Artificial intelligence hit the mainstream in 2018, with almost every major cloud software vendor infusing intelligent capabilities into their product suites.

But it's the emerging AI development platforms, abstracting developers away from complex machine learning frameworks that call for skilled data scientists, that will take that trend down the food chain this year.

ISVs and custom enterprise software developers, empowered by the giant cloud providers, will add intelligence wherever they can—deploying across their portfolios chatbots, recommendation engines, predictive analytics tools, voice-enabled interfaces, and automated security and management operations.

On the hardware side, that means GPUs will multiply in almost every computing environment.

Channel Restructuring

The cloud continues to collapse the taxonomies that have long brought order to the channel.

Vendors are taking this to heart, restructuring their partner programs to break down the silos around ISVs, VARs, SIs, MSPs, and OEMs.

Google is the latest, recently having formed a new Global Partner Ecosystem organization that combines support for the diverse partners within the cloud giant's ecosystem. The realignment came out of Google's recognition that the lines were blurring between its partner types, and the provider wanted to actively triangulate relationships between those partners.

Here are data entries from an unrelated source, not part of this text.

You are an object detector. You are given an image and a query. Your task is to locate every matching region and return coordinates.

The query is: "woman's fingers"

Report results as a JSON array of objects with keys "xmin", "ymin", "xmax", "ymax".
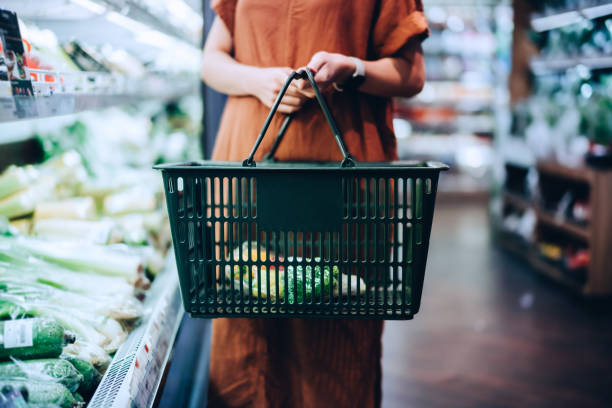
[
  {"xmin": 306, "ymin": 51, "xmax": 328, "ymax": 73},
  {"xmin": 281, "ymin": 95, "xmax": 305, "ymax": 108},
  {"xmin": 278, "ymin": 103, "xmax": 300, "ymax": 113}
]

Amazon, in 2017, rebranded its partner program from the AWS Channel Reseller Program to the AWS Solution Provider Program, laying the groundwork to encourage partners to focus on the primacy of the solution over any particular type of service.

In 2019, expect the well-defined business models that have so long characterized the channel to further deteriorate, and partners to form alliances (or mergers) with each other to offer their joint customers solutions not limited by legacy practice areas.